On Tuesday night, a series of earthquakes struck the southern coast of Mexico, with the largest being a magnitude 7.0 earthquake that hit Acapulco.
The ground also shook over 200 miles north in Mexico City, where the earthquake knocked out power for 1.6 million residents. But there, a mysterious phenomenon flashed up above with pale blue lights igniting the skies.
Videos of flashing lights above both Mexico City and Acapulco were posted online, leaving many wondering what they were.
Luminous or electrical phenomena associated with earthquakes are called "earthquake lights".
"To set the record straight, I think that when scientists refer to earthquake lights, that's a reference to a natural phenomenon," said Austin Elliott, a research geologist at the USGS Earthquake Science Center in Moffett Field, California.
"They are fairly controversial in the sense that they haven't been reliably captured or necessarily even documented."
According to Elliott, earthquake lights (or EQLs) as natural phenomena have been reported for centuries, but have not been verified.
"That's why I think it's important to have extra caution when interpreting what we saw in Mexico City this week," said Elliott.
Naturally occurring earthquake lights remain elusive and controversial, with different theories being presented in an attempt to provide an explanation.
Some of those explanations say the cause of earthquake lights may lie beneath our feet. But according to Elliott, the answer might simply lie on the surface – out in the open and right in front of us.
From the ground-up
Some researchers have suggested hypotheses rooted in mineral physics to try to explain the causes of earthquake lights.
A paper titled Prevalence of Earthquake Lights Associated with Rift Environments from 2014 suggests that earthquake lights may be caused by electrical charges created by the grinding of certain rocks.
Rocks undergo a tremendous amount of stress during an earthquake, and research suggests that it is this stress – coming from rocks stretching and crushing against each other – that generates electricity.
According to Friedemann Freund of NASA’s Ames Research Center, who was a researcher on the paper, earthquake lights can rise up to 656 feet (200 m) in the air — higher than two Statues of Liberty stacked on top of each other.
Similarly, another theory suggests that earthquake lights are caused by chemical bonds in the rocks being broken while the rocks are under stress.
Called "triboluminescence", this phenomenon in earthquakes largely involves quartz, which is commonly found in the Earth’s crust.
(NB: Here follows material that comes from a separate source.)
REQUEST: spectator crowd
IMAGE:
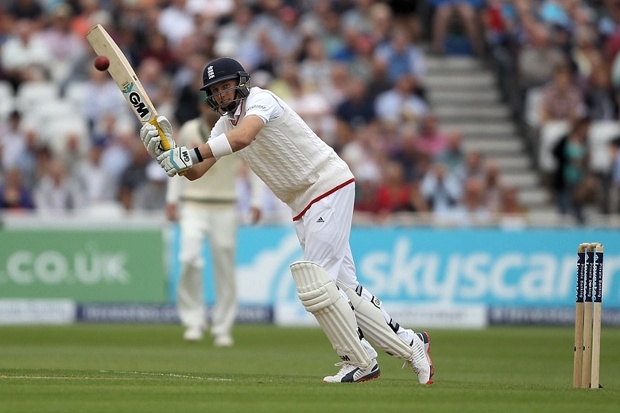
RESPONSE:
[0,0,620,228]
When quartz crystals become squeezed, the bonds within them break, thereby generating electricity and light.
The right voltage
According to Elliott, the lights that shined during Mexico City's earthquakes this week were not the result of rocks undergoing stress. Rather, they were produced by power grid disruptions and explosions that were caused by the earthquake.
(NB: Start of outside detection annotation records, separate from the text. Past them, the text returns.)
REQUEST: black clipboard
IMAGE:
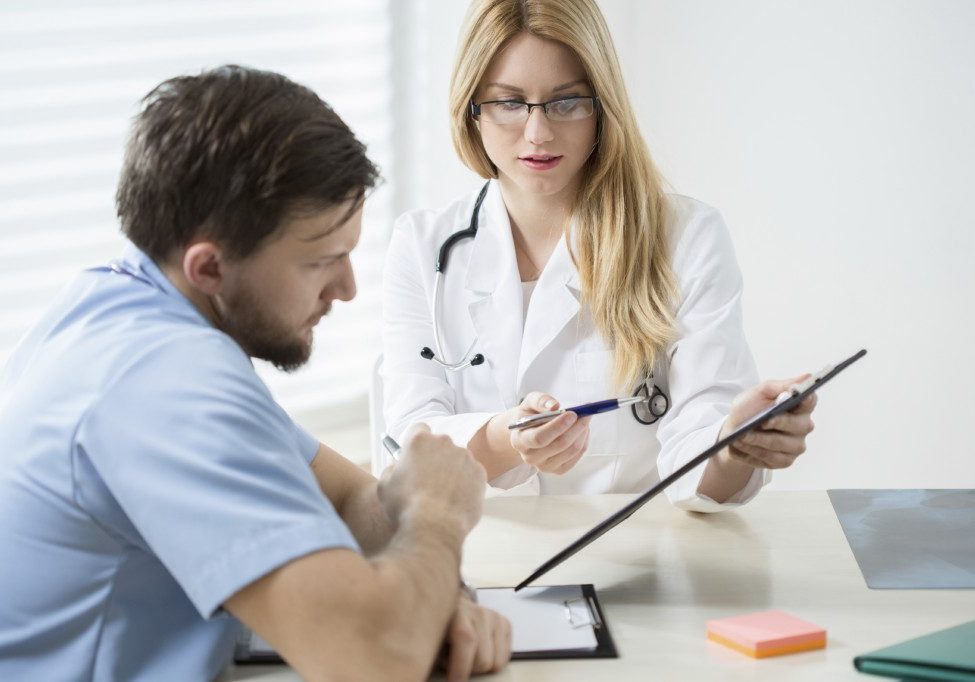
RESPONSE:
[515,349,867,592]
[477,584,619,661]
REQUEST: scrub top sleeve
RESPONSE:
[292,422,321,465]
[657,205,771,512]
[74,330,358,617]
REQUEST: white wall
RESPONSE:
[403,0,975,488]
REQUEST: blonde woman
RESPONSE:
[382,0,814,511]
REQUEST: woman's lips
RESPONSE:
[518,154,562,170]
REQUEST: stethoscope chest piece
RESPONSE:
[630,372,670,426]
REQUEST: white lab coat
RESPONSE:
[382,181,769,511]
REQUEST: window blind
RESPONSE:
[0,0,394,431]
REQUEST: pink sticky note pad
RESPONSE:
[707,611,826,658]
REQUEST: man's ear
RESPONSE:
[183,241,226,296]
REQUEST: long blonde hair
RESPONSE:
[450,0,678,389]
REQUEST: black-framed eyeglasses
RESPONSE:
[471,95,599,125]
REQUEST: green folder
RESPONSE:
[853,620,975,682]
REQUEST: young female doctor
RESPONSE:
[382,0,815,511]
"Arcs happen, transformers explode. That's a common phenomenon when power lines hit each other, whether that's in strong wind, whether that's because they're being swung around by ground motions," said Elliott.
This luminous activity then appeared to be magnified due to the cloudy and rainy weather conditions that night.
"It really looked like the sky was just lighting up everywhere," said Elliot. "But that's because all these power flashes going on all over the city were bouncing off these low clouds."
The disruption of power grids during earthquakes is nothing new, and neither are the flashing lights that accompany the disruptions. But as far as naturally occurring earthquake lights go, the jury is still out.
"The controversy around it stems from how difficult it is to document, and most people will remain skeptical until it's very widely seen," said Elliott.
"That's why it's important to clarify that what we're seeing in Mexico City has a much more mundane explanation. And if there were evidence of earthquake lights in those videos, it would require much more rigorous study and investigation."